Dose-dependent genetic diversity and biochemical adaptation in H. lacustris and D. salina under chemical mutagen

Microalgae H. lacustris and D. salina are biotechnologically valuable for astaxanthin, carotenoid, and lipid biofuel production, yet their responses to xenobiotic contaminants remain poorly understood. This study investigated the effects of ethidium bromide (EtBr), a persistent aromatic intercalating agent, on growth, genomic stability, photosynthetic pigments, and metabolomic profiles of both species across concentrations of 0, 5, 10, and 20 µg/mL. H. lacustris exhibited non-linear, threshold-based tolerance, with adaptive stress responses evident at 10 µg/mL. In contrast, D. salina showed dose-dependent growth inhibition, reaching a 20% reduction at the highest EtBr concentration, indicating higher cytotoxic sensitivity.
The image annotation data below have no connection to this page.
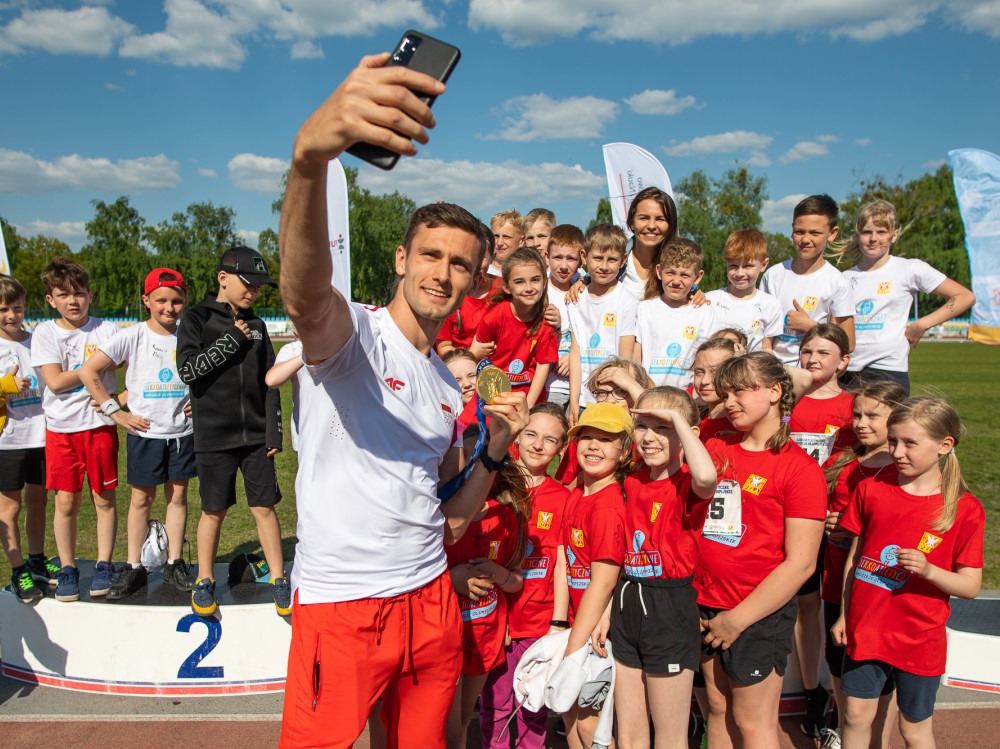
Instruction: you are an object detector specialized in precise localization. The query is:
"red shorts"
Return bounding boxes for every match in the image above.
[45,426,118,494]
[279,572,462,749]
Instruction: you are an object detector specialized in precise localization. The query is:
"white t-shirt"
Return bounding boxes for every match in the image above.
[292,304,462,604]
[100,322,194,440]
[31,317,121,434]
[567,283,639,406]
[0,336,45,450]
[760,260,854,366]
[635,298,720,388]
[705,289,785,351]
[844,255,948,372]
[274,341,302,452]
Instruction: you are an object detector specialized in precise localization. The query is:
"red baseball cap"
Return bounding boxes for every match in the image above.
[142,268,187,294]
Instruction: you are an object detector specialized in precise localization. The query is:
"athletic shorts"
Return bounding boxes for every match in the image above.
[45,426,118,494]
[125,432,198,486]
[194,445,281,512]
[840,655,941,723]
[0,447,45,492]
[609,576,701,675]
[699,598,797,686]
[278,571,462,749]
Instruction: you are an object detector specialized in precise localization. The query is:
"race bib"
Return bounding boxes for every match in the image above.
[701,479,743,536]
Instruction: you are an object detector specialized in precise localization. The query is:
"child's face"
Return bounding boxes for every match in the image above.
[218,270,260,309]
[549,244,580,287]
[448,359,476,406]
[851,398,892,450]
[586,247,625,286]
[792,214,839,260]
[45,286,93,323]
[503,263,545,312]
[858,221,899,264]
[493,221,521,266]
[889,421,955,478]
[142,286,184,330]
[726,258,770,291]
[631,200,670,253]
[576,427,622,479]
[692,349,732,406]
[517,413,566,476]
[799,336,851,385]
[656,263,705,304]
[0,297,24,337]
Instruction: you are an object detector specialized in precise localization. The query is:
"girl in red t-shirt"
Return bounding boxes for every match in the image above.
[695,351,826,746]
[445,463,529,749]
[821,381,906,749]
[831,398,985,749]
[472,247,559,408]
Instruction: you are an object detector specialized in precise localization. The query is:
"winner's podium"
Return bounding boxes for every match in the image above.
[0,559,292,697]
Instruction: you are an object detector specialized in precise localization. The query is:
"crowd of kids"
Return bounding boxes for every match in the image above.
[0,187,984,749]
[424,188,984,749]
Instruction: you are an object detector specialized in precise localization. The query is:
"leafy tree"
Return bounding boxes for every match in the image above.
[78,195,151,313]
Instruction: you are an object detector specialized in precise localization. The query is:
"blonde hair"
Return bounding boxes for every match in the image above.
[888,396,969,532]
[715,351,795,453]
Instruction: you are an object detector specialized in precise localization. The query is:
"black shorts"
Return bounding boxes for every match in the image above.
[609,575,701,675]
[125,432,198,486]
[0,447,45,492]
[699,598,797,686]
[195,445,281,512]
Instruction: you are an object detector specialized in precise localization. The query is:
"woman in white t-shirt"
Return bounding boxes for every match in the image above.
[841,200,976,393]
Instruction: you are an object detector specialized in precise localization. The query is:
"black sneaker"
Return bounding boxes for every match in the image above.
[108,564,146,601]
[24,556,59,585]
[163,559,194,591]
[10,565,43,603]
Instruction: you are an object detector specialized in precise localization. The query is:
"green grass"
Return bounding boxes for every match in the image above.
[0,343,1000,589]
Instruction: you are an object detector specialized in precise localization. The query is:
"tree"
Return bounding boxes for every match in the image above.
[78,195,151,313]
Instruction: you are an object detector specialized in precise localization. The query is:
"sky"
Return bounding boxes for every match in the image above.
[0,0,1000,250]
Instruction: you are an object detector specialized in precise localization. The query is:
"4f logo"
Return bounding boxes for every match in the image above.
[743,473,767,496]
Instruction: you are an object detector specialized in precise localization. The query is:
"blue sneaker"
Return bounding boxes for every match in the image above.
[90,562,115,598]
[56,564,80,601]
[191,577,219,616]
[271,577,292,616]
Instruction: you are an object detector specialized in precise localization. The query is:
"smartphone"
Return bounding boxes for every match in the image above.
[347,29,462,169]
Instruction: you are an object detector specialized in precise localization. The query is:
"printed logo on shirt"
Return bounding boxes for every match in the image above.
[854,544,910,590]
[917,532,941,554]
[743,473,767,496]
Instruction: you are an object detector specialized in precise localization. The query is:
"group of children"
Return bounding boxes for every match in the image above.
[0,247,291,616]
[438,194,984,749]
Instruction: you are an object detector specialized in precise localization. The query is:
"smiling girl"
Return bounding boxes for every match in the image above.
[472,247,559,408]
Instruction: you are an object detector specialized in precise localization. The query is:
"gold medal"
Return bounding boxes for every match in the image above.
[476,367,510,405]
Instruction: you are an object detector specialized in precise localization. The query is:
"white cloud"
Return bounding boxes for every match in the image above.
[0,148,181,193]
[760,193,807,234]
[469,0,1000,45]
[778,140,830,164]
[0,7,135,57]
[226,153,288,194]
[358,158,607,212]
[482,94,618,142]
[663,130,774,156]
[625,88,696,115]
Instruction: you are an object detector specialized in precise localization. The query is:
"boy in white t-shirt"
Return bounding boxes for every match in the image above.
[760,195,854,366]
[545,224,583,411]
[81,268,197,601]
[633,237,719,388]
[566,224,638,425]
[705,229,785,351]
[31,257,121,601]
[0,275,59,603]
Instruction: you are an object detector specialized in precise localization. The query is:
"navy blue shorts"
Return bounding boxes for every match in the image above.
[125,432,198,486]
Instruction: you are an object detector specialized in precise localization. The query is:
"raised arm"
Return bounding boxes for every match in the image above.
[280,53,444,362]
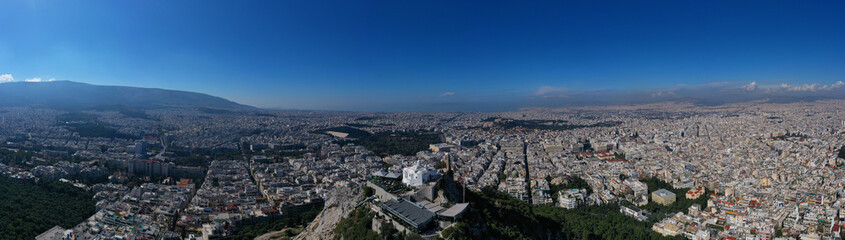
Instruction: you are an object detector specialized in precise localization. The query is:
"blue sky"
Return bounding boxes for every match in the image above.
[0,0,845,111]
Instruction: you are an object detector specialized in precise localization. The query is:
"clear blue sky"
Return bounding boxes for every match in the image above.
[0,0,845,111]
Random Amplified Polymorphic DNA–Polymerase Chain Reaction (RAPD-PCR) analysis revealed pronounced species-specific genomic effects. H. lacustris displayed extensive polymorphisms and genetic divergence among treatments (genetic similarity = 0.32), whereas D. salina demonstrated heightened mutagenic sensitivity at lower EtBr doses. Both species activated antioxidant defenses, with significant increases in chlorophyll a (112.7-144.9%) and carotenoids (147.8-370.7%), reflecting compensatory responses to oxidative stress. Metabolomic analysis showed dose-dependent reprogramming of carbohydrate, amino acid, organic acid, and lipid metabolism. Low EtBr exposure (5 µg/mL) induced hormetic lipid accumulation (67.9% in H. lacustris and 76.8% in D. salina ), comparable to responses elicited by chemical mutagens. However, high EtBr levels (20 µg/mL) caused metabolic collapse, including substantial depletion of amino acids, organic acids, and fatty acids. The greater vulnerability of D. salina was associated with its permeable plasma membrane and lack of a rigid cell wall. Overall, EtBr induces dose-dependent mutagenic and metabolic effects, defining adaptive low-dose windows versus maladaptive high-dose toxicity, with pronounced species-specific differences relevant to environmental risk assessment and biotechnological applications.